IIFUNDAMENTAÇÃO:
A matéria de facto dada como assente no tribunal recorrido é a seguinte que e assinala na parte final de cada número com as letras da especificação e número provado da base instrutória:
- 1.O A é proprietário de dois prédios rústicos, compostos de terra de semear, sitos em Carvoeiro — Faria ou Centeanes, freguesia e concelho de Lagoa, descritos na C.R.Predial de Lagoa sob os n° 715 do livro B-3 (antes 27.640 do livro B-68 da C.R.Predial de Silves), e 7.116 do Livro B-20 (antes sob o n° 28.480 do livro B-70 da C.R.Predial de Silves), e inscritos na matriz sob os art. 2.032° e 2.059°, tendo os mesmos lhe sido doados por seu pai Filipe Henrique Vaz, mediante escritura outorgada datada de 16/05/78, no 10° Cartório Notarial de Lisboa (A)).
- 2.Os prédios com a área total de 57.410 m2, são contíguos e têm a configuração constante da planta junta a fls. 17 (B)).
- 3.Circundam os prédios o Oceano Atlântico e diversas unidades hoteleiras existentes no local (C)).
- 4.Pretendendo determinar a utilização a dar à faixa de terreno que constituem os dois prédios, o A solicitou à Direcção-Geral do Ordenamento do Território que lhe prestasse informação sobre a potencialidade e viabilidade dos mesmos serem afectos a fins de construção (D)).
- 5.Na sequência de tal pedido, a Direcção Geral do Ordenamento do Território aquela entidade informou o A que “... o terreno (...) se encontra no PROT Algarve vinculado a “Zona de Ocupação Turística” e “Zona de Protecção à Natureza” regulamentados, respectivamente, pelos artigos 11° e 15° do Decreto Regulamentar n°11/91, de 21/03…” (E)).
- 6.Em face da informação prestada pela Direcção Geral do Ordenamento do Território, o autor solicitou à Câmara Municipal de Lagoa que lhe fossem fixado os índices de construções inerentes ao prédio e informado da viabilidade de construção no mesmo (F)).

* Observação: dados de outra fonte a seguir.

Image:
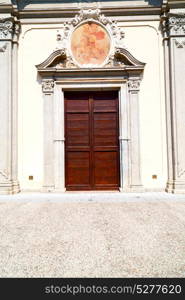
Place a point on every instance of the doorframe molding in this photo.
(53, 88)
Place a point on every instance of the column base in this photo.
(133, 189)
(48, 189)
(175, 187)
(9, 188)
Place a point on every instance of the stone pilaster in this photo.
(174, 52)
(48, 90)
(135, 160)
(8, 107)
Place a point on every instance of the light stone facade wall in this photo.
(154, 34)
(144, 41)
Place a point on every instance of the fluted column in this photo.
(135, 159)
(174, 52)
(48, 89)
(8, 106)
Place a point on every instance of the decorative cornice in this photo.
(173, 24)
(6, 28)
(176, 24)
(48, 86)
(9, 29)
(180, 44)
(134, 85)
(3, 48)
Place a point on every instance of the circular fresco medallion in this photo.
(90, 44)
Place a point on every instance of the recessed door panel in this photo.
(91, 140)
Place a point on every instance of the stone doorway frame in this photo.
(55, 83)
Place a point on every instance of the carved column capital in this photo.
(9, 29)
(176, 24)
(16, 31)
(48, 86)
(134, 86)
(6, 28)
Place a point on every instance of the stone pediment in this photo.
(90, 41)
(122, 58)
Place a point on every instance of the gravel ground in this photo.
(129, 238)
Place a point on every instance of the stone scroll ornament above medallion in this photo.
(90, 40)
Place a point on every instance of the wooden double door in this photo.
(91, 140)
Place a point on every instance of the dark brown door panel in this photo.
(91, 140)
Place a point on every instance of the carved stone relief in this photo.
(176, 24)
(47, 86)
(3, 48)
(180, 44)
(89, 18)
(133, 85)
(6, 28)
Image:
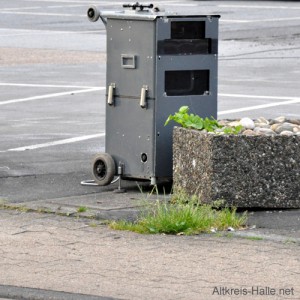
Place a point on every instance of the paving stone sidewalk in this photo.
(74, 255)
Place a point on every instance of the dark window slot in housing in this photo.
(182, 30)
(184, 47)
(180, 83)
(186, 38)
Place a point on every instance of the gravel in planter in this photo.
(256, 169)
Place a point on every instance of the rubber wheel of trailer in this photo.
(104, 168)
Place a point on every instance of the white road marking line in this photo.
(56, 143)
(47, 96)
(260, 20)
(288, 100)
(259, 6)
(23, 32)
(47, 85)
(41, 14)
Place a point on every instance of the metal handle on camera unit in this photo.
(143, 96)
(110, 96)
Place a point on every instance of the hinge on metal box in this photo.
(110, 96)
(144, 90)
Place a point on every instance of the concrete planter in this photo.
(245, 171)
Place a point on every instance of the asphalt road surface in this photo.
(52, 80)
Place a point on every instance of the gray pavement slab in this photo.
(47, 252)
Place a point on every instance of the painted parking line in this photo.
(47, 96)
(56, 143)
(8, 32)
(47, 85)
(260, 21)
(41, 14)
(287, 101)
(258, 6)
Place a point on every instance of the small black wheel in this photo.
(104, 168)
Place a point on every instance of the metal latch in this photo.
(110, 96)
(143, 96)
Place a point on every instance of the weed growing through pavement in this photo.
(82, 209)
(184, 215)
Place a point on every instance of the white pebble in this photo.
(247, 123)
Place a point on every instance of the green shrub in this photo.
(184, 216)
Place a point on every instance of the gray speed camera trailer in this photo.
(156, 63)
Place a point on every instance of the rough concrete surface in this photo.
(66, 254)
(245, 171)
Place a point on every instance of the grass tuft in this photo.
(185, 215)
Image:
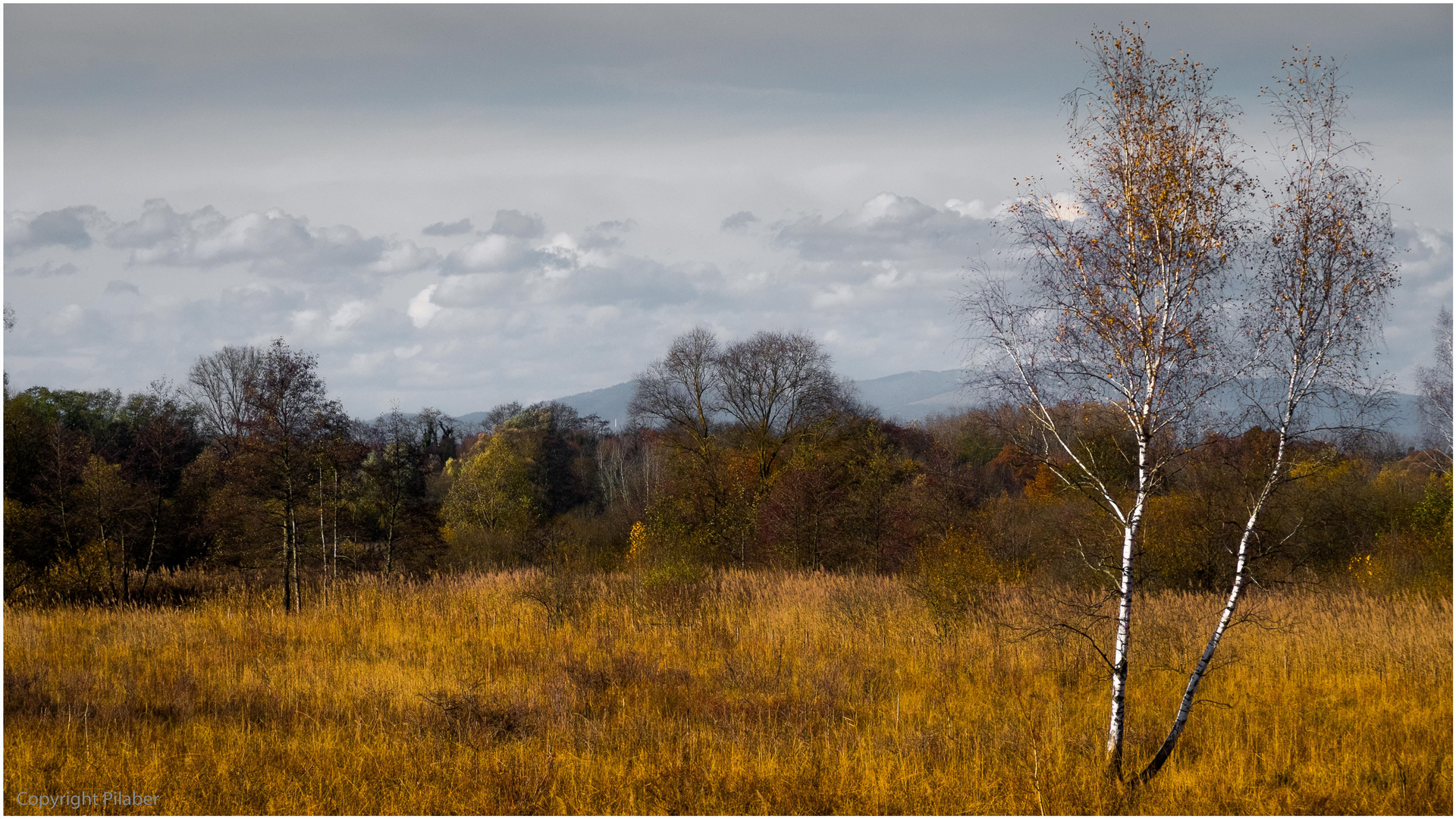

- 7.Na sequência de tal pedido, a C.M. de Lagoa, por deliberação de 05/09/95, indeferiu a pretensão do A, baseando-se no parecer n° 1038/HP/95, emitido pelo Chefe de Divisão de Urbanismo, cujo teor é o seguinte:
“Na sequência da análise previamente realizada e após a apresentação de novos elementos, constata-se que na parcela de terreno localizada a Norte da Estrada de V. Centeanes por não se inserir na Reserva Ecológica Nacional será susceptível de poder vir a justificar-se a aprovação de uma morada unifamiliar desde que o projecto a formalizar no âmbito da legislação especifica aplicável, se enquadre na regulamentação expressa no n° 5 do art. 21° do R.C.M. 29/94 de 10/05 que ratificou o P.M. e que se transcreve:
a) COS: +/-0,15; b) CA S: +/-0,10; c) Cl S: +/-0,15; d) altura máxima de construções: 6,5m; c) afastamento máximo das construções a todos os limites do terreno: 5m. (…)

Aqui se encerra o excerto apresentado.